L'Homme au chapeau et à la carabine… (15/07/2008)

On dirait qu’il s’est caché sous l’ombre de l’arbre.
Ça doit faire plus d’une heure maintenant qu’il est tapi sur son vieux fauteuil, quasi immobile, le visage dissimulé sous la double pénombre du chapeau et du Mûrier.
Les jambes semi allongées devant son siège, les bras reposants sur les accoudoirs blancs qui tranchent sous le hâle prononcé de sa peau, le torse nu, luisant de sueur. Du haut de son corps, de sa tête, on ne perçoit que le tissu verdâtre du couvre-chef, posé là comme pour masquer son regard de chasseur.

John Wayne domestique, il adosse sur ce vieux siège sa silhouette massive, moins tassée par les ans que par sa volonté de marquer son ascendant sur ce bout de terre rongée de chaleur. Son immobilité dresse une barrière tacite entre les femmes qui s’agitent dans la maison et sa veille hiératique sous l’arbre unique de ce coin de jardin.
L’air s’alourdit encore à mesure que s’égrène le temps de cette matinée torride.
Quelques mouches bourdonnent autour de lui, il n’y prête aucune attention, pas même quand l’une d’elles se pose effrontément sur son coude et entreprend insolemment la descente de son avant-bras. Elle progresse vers sa main, légère, effleurante, chatouillante. Il attend la dernière limite de l’insupportable avant de lever brusquement son poignet, décollant son bras tout entier de l’engin qui barre sa poitrine ruisselante. Dans la pénombre du feuillage, éclaircie un bref instant par une brise ténue, la crosse en bois dévoile la teneur de l’objet qu’il berce ainsi silencieusement depuis si longtemps.

Calée par son genou droit et l’accoudoir du fauteuil, la carabine repose comme un enfant sur son torse, embrassée par ses mains jointes. S’est-t-il assoupi ainsi, comme une mère exténuée d’avoir bercé son bébé jusqu’à l’endormissement ? S’est-il seulement imprégné des souffles brûlants de l’été et des bruissements des insectes ? S’est-il plutôt retranché de la société des hommes et de leurs vaines occupations communes ?
L’homme est seul, immobile, silencieux, abandonné dans l’ombre feuillue à l’emprise de ses sombres desseins.
Car, si l’œil de l’observateur zoomait subrepticement sur la silhouette figée là-bas, une foule de détails à peine perceptibles trahiraient l’extrême tension du chasseur. Posté depuis le début de la matinée, il guette patiemment l’ennemi, attentif à ne pas trahir sa présence et la menace qu’il fait peser sur ceux qui nuisent à sa tranquillité.
Il s’est établi veilleur et gardien, défenseur du lieu et sa stratégie de sentinelle se fige dans l’attente de l’attaque.

Il a admis qu’il devra patienter longtemps, résister à l’impérieux besoin de se dégourdir, à la soif et à la chaleur, mais après ces dernières semaines d’attaques sournoises, de faits accomplis insidieux, de dégâts furtifs, il s’est levé déterminé à en finir une bonne fois pour toutes, quel qu’en soit le prix.
Et le voilà à son poste, sourd au chant des cigales, indifférent au léger clapotement de l’eau dans la piscine toute proche, inaccessible aux bavardages confus qui bruissent de la maison et rebelle aux appels l’invitant à se rafraîchir.

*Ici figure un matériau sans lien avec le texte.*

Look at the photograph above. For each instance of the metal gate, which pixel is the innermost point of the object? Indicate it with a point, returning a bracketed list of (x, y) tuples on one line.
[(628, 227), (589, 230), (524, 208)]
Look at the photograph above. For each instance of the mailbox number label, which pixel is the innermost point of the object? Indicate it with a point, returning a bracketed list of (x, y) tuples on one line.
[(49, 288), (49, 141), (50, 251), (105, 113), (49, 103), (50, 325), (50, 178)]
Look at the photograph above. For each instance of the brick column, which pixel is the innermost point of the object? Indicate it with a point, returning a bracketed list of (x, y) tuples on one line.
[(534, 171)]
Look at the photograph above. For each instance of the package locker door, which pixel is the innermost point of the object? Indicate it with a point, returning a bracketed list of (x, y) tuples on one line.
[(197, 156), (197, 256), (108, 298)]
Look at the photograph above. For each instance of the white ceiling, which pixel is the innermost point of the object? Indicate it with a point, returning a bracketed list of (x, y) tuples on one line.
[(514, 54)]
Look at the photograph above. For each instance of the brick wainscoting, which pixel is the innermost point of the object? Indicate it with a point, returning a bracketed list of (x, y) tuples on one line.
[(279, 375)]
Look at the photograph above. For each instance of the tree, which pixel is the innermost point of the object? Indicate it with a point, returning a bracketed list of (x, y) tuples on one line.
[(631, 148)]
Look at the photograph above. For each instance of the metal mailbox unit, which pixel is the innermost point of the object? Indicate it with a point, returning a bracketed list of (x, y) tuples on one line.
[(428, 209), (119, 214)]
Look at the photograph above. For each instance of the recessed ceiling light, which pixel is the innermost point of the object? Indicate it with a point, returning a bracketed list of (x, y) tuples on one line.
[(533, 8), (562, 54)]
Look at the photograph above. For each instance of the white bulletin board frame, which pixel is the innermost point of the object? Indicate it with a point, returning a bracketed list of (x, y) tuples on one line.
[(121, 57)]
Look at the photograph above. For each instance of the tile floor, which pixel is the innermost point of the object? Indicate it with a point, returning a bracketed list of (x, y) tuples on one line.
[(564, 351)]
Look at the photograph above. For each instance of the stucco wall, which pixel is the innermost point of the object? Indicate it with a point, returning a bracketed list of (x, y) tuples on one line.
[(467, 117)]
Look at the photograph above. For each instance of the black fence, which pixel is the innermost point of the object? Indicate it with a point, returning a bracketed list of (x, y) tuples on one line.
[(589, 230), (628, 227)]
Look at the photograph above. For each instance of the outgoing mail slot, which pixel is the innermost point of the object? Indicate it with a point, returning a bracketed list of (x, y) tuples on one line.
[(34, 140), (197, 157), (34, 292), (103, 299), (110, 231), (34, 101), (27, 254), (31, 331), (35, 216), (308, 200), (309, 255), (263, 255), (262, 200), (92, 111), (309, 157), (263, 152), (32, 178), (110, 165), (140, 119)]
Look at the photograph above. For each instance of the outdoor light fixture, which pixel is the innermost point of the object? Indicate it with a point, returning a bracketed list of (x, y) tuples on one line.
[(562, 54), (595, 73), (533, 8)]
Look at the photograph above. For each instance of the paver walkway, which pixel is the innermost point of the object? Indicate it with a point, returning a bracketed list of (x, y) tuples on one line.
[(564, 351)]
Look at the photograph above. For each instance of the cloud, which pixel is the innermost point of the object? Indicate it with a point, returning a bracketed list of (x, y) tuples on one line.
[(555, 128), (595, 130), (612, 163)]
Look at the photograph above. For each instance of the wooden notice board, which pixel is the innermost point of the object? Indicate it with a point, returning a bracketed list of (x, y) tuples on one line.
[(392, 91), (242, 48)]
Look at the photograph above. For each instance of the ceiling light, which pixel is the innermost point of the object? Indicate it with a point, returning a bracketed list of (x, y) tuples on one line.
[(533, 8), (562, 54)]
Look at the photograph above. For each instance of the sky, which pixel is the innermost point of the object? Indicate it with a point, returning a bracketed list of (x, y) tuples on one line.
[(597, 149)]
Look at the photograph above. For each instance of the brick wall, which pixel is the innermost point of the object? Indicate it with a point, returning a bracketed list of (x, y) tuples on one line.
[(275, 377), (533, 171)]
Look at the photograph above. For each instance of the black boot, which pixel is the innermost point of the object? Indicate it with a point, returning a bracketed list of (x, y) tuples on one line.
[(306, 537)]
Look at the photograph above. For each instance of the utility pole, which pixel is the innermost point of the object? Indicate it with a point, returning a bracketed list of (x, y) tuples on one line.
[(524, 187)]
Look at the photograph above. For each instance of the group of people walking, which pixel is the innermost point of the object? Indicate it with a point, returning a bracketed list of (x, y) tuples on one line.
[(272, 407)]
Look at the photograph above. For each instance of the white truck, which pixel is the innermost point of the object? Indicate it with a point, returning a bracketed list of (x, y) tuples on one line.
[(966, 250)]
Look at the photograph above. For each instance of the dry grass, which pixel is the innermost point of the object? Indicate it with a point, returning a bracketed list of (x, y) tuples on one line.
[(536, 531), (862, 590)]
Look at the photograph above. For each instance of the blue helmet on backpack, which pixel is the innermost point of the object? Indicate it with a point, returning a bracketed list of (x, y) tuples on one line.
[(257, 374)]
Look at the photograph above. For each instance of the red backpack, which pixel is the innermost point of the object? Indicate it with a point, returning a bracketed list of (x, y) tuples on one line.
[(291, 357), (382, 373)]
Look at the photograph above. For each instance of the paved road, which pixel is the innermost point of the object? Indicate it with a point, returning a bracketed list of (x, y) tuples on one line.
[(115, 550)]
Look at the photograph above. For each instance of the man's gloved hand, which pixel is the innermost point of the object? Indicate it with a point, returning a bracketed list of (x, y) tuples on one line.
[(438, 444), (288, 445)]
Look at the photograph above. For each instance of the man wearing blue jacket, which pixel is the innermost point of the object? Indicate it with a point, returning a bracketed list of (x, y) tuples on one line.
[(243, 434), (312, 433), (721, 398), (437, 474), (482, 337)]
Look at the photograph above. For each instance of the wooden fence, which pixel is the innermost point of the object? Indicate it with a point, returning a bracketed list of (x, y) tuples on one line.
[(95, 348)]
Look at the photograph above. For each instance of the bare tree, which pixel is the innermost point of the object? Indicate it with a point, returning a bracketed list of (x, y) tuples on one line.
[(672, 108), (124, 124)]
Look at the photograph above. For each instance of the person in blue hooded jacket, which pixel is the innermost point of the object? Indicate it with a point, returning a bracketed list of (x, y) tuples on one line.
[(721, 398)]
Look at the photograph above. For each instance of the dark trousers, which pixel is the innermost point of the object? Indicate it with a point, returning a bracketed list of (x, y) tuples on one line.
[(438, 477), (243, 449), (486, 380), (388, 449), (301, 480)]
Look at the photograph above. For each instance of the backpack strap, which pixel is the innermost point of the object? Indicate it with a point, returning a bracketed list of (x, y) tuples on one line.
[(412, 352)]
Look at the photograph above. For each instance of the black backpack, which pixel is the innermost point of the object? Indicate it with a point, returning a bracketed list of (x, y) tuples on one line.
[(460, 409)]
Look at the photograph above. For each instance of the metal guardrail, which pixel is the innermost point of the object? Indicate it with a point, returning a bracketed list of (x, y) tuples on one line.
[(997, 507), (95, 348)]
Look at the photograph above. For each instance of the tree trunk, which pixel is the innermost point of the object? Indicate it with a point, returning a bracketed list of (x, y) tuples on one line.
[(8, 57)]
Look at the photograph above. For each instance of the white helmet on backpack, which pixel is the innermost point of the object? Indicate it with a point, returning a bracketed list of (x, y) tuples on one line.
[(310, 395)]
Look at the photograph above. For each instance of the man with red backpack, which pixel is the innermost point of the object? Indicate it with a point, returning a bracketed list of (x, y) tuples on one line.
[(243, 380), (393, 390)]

Dans cinq minutes, un quart d’heure tout au plus, il sait qu’elles reviendront, les sales bêtes, elle remonteront du haut de la colline et passeront par-dessus la cime des Rouvres, marqueront sans doute une halte dans la ramure du grand chêne blanc, derrière la haie de la piscine, puis en chœur, en duo charmeur, elles viseront leur étape suivante, l’antenne râteau qui trône encore sur le pignon, à l’aplomb de la terrasse, balançant avec mépris leur fiente dégoulinante sur le seuil de la cuisine.
Alors, et alors seulement, certain de punir les vraies coupables, il épaulera lentement son arme déjà chargée de cartouches au gros sel, il visera calmement, sûr de son bon droit, et si la chance est avec lui et ne brouille pas son regard perçant par une goutte de sueur traîtresse, il fera voler quelques plumes de leurs queues…

Les pies alarmées par cette attaque inattendue se passeront le mot, alerteront leurs escadrons multiples du danger de cette halte, et l’armée entière des dames noires s’exilera quelques jours, quelques semaines peut-être, laissant la place aux pigeons et tourterelles avides de les remplacer, jusqu’à ce que notre chasseur reprenne son poste et défende son territoire.
Dieu, que le combat de l’Homme et de la Nature est éternel!